Just proving here that masturbation really DOES have a place in the sex life and it's a great place.
 
#27 ·
Some people may think it's not healthy how we pleasure ourselves separately but we are so in love, read on! Sometimes I'll use his toy on him in the shower. Sometimes he'll use mine on me and it's just foreplay with no sex.

We both LOVE our sex life - even though it's kind of sexless. Truth is you get bored with sex after a few years, We were like bunnies at first and really, the novelty just wore off. I love my vibrator, I have this perfect spot where it place it on my body and the orgasms are so intense. Honestly I cant even orgasm this hard with him. We have love and intimacy and snuggle and all those nice things - but orgasms and sexual intercourse just are not as important. I like my powerful orgasms and I enjoy not having messy bed sheets from sex (sex is messy all the time) hos toy is closed on the end so he never spills over. Sorry for the gross image but it's true, our sex life is easy quick and fun.

Just proving here that masturbation really DOES have a place in the sex life and it's a great place.
This isn't a sexless marriage. There are many ways to make love, and they all don't include a penis in a vagina to be considered legit. Many lesbians make love the way you're describing, and it's a complete experience for them. It sounds like you and your husband have found a way to stay sexually gratified together, and as long as it works for you both that's all that matters.
 
#28 ·
That was really amazing how the last 2 responses are completely opposite:

"That's about the most awful thing I've ever read
Why have a human partner at all? "

vs.

" There are many ways to make love, and they all don't include a penis in a vagina to be considered legit."

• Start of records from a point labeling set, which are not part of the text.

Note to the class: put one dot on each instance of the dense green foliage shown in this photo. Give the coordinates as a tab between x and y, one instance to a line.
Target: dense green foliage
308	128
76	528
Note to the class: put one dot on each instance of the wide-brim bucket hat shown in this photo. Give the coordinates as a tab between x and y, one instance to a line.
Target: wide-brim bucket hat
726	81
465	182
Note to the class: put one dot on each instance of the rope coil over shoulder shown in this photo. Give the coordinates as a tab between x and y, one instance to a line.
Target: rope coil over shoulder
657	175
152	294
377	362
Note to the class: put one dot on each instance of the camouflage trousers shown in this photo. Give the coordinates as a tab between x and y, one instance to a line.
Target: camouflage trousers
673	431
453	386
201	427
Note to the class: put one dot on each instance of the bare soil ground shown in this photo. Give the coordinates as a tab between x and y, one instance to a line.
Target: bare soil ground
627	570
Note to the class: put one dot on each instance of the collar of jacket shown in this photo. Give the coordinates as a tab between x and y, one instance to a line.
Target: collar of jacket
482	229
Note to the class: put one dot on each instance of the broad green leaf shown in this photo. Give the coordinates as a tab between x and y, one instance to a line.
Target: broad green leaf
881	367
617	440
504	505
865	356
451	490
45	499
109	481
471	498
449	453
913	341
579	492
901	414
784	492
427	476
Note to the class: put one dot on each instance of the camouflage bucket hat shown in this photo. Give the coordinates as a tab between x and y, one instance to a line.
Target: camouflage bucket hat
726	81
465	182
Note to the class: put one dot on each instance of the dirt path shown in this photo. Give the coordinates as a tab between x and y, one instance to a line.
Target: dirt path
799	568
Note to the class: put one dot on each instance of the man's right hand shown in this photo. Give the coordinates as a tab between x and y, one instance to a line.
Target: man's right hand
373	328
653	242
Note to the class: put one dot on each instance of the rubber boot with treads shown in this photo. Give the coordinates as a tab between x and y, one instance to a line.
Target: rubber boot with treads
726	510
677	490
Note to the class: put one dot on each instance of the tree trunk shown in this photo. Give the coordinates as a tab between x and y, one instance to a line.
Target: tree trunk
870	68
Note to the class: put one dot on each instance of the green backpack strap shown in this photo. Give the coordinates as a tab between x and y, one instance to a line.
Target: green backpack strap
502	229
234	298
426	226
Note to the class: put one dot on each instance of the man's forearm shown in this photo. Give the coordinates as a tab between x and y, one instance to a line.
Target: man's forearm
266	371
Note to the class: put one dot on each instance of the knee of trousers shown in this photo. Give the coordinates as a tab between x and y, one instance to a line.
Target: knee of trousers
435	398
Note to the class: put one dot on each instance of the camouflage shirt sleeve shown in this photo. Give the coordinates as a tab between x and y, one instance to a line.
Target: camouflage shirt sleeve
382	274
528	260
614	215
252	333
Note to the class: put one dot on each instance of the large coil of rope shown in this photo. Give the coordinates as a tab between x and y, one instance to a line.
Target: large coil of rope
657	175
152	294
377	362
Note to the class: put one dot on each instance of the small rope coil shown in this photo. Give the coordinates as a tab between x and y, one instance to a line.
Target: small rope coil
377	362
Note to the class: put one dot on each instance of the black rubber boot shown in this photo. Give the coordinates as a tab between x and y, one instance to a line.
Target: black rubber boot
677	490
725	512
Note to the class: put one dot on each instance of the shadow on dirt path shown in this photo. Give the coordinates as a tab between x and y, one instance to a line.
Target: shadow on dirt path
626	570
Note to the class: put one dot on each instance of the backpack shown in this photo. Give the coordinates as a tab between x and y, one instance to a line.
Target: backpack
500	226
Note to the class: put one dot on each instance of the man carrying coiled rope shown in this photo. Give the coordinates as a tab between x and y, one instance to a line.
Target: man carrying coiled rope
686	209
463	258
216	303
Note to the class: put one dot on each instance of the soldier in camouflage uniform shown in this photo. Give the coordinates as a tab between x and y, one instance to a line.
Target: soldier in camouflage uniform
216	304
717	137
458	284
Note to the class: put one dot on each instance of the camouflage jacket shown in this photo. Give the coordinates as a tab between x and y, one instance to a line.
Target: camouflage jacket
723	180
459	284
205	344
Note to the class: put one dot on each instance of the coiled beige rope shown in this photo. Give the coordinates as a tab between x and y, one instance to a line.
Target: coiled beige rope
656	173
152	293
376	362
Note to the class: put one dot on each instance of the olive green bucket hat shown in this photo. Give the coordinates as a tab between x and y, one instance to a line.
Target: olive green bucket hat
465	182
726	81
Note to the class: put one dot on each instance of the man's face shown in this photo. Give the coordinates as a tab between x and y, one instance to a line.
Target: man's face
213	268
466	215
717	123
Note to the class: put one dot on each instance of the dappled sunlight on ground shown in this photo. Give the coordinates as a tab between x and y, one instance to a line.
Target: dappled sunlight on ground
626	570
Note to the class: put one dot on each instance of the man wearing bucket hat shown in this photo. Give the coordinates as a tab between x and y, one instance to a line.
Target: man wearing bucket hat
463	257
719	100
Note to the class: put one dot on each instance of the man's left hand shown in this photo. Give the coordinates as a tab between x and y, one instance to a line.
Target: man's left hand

Neither of you are wrong, neither are right. That's one of the joys of being human, people are different. That's also why it's important to be compatible with your partner in every way. If he did not like our version of a sex life then I'm sure wedded bliss would have been long gone by now. I guess this emphasis the importance of marrying a person only once you know them really, really well!
 
#29 ·
When my wife was really bing lame in the sex department, I survived via masturbation. Without blowing that load, I couldn't even concentrate on the average things going on like work and such. Sure, it did make me want sex more, but if I wasn't getting any, then I needed to clean out the sac myself.
 
#30 ·
Yea I agree, self pleasure is a great thing. Look at the human body, we are build with our hands right next to our privates... coincidence? I think not! The rush of hormones during an orgasm cleanse out the body like a detox. I've seen many-a-documentary on the topic so Mother Nature wants us to have orgasms - for our health!